The American public, far from the action and involved only in what the media brought us in those black and white newsreel days, still today do not understand what a cataclysmic happening World War II was for the Russian people and the sacrifices they made. Over twenty million Russians died to help turn the war into victory for us all. History is slowly setting this right. For them the color of the war was the color of the blood of their men, women and children.
I met a hero of that war on that Victory Day. It was May, 1995. Sitting proudly across from me on the Moscow Metro was a wrinkled veteran with a kindly face, his threadbare oversized suit coat burdened with medals, including the red-ribboned gold star of Hero of the Soviet Union. As we stood to leave, he asked, “Aren’t you Russian?”
“No,” I answered, “I am an American.”
He stopped in the push of the departing crowd and faced me.

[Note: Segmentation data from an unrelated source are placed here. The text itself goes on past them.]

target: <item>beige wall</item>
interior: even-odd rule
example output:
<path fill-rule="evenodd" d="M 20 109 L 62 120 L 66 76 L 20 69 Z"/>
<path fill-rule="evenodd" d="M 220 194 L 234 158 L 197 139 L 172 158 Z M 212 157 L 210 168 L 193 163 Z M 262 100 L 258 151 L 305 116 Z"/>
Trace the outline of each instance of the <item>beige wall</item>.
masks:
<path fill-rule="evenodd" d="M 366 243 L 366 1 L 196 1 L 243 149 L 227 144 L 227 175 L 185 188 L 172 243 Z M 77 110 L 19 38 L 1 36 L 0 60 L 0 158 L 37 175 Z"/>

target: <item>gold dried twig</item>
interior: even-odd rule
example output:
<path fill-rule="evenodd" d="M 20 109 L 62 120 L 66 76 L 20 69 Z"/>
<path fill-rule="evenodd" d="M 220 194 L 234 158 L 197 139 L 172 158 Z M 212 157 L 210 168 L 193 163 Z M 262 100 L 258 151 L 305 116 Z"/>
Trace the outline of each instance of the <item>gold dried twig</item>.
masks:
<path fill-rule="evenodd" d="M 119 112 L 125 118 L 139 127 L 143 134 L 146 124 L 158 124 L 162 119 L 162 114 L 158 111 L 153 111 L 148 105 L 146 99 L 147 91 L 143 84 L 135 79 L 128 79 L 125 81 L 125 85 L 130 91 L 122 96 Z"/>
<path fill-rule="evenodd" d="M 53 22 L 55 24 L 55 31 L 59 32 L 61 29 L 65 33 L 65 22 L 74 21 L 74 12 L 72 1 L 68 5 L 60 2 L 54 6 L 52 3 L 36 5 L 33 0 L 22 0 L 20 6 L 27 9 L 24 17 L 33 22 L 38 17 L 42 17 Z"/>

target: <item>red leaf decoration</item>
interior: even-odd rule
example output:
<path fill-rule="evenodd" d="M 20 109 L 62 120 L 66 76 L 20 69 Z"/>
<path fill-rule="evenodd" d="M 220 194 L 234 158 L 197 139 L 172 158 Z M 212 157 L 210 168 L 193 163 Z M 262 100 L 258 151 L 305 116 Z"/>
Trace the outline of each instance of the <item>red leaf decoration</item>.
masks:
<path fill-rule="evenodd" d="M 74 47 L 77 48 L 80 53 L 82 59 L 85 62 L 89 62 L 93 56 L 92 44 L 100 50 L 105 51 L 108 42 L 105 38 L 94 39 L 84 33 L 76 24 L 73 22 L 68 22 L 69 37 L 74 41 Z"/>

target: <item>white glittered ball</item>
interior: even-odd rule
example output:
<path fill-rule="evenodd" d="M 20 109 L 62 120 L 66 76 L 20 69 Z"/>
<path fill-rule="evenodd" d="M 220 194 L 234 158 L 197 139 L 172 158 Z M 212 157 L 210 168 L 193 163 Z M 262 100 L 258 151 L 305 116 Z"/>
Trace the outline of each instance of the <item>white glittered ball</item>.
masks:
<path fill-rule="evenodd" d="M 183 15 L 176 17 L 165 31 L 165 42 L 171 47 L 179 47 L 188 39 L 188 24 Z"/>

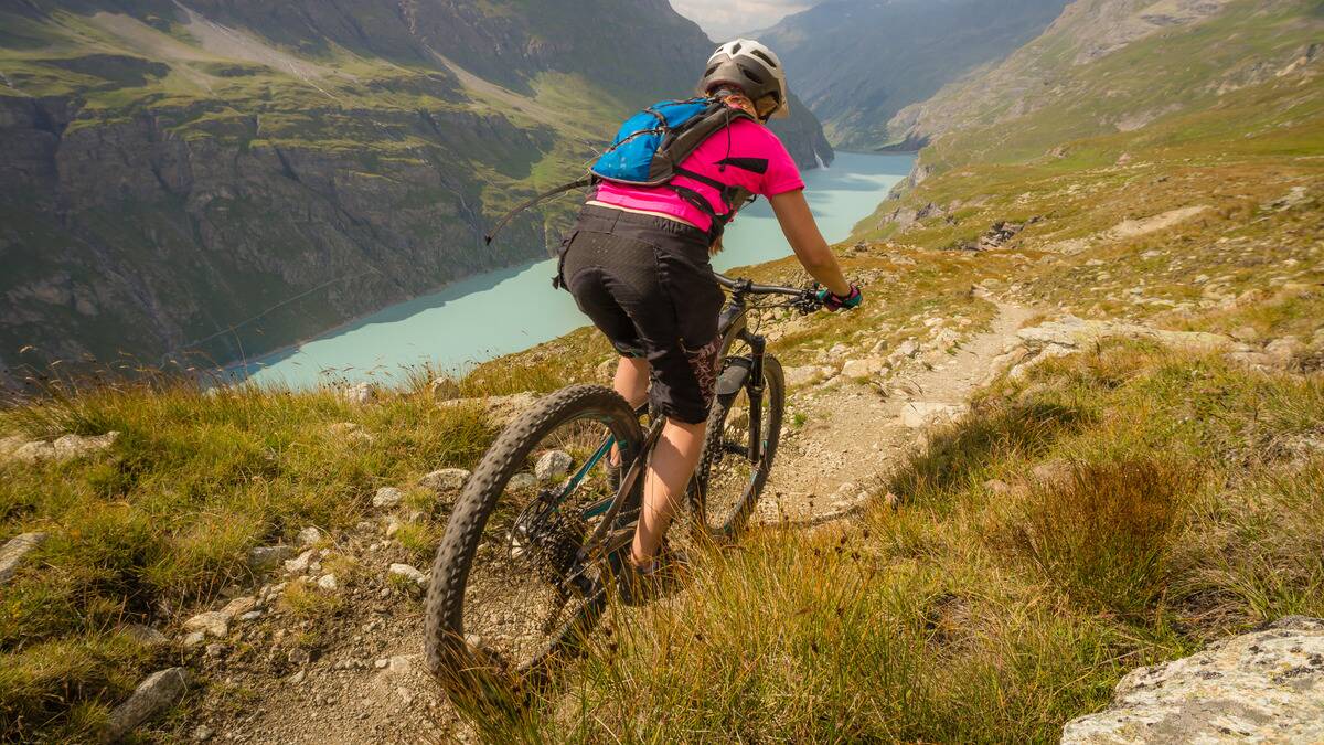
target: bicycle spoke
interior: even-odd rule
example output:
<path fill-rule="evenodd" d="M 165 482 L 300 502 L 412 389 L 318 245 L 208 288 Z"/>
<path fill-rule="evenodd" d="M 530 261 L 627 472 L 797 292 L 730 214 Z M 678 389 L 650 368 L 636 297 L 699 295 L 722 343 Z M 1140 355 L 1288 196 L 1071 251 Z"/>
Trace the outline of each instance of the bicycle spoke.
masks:
<path fill-rule="evenodd" d="M 515 668 L 539 660 L 581 611 L 601 579 L 580 566 L 585 537 L 600 518 L 585 505 L 609 500 L 606 428 L 584 419 L 557 427 L 530 451 L 483 530 L 470 569 L 463 628 L 470 643 Z"/>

With firm hands, he grasped mine and shook them hard. He looked directly into my eyes, said, “Americans brave soldiers. I meet—Elbe River.” He was at that historic meeting of the two allied armies fifty years before. We congratulated each other warmly for being allies fighting a common enemy and went our different ways—as did our countries after that time long ago. I felt small, and yet honored. I remember the feel of his hands, firm, smooth, and warm, friendly hands. He stood and walked straight as an arrow. There was a hero.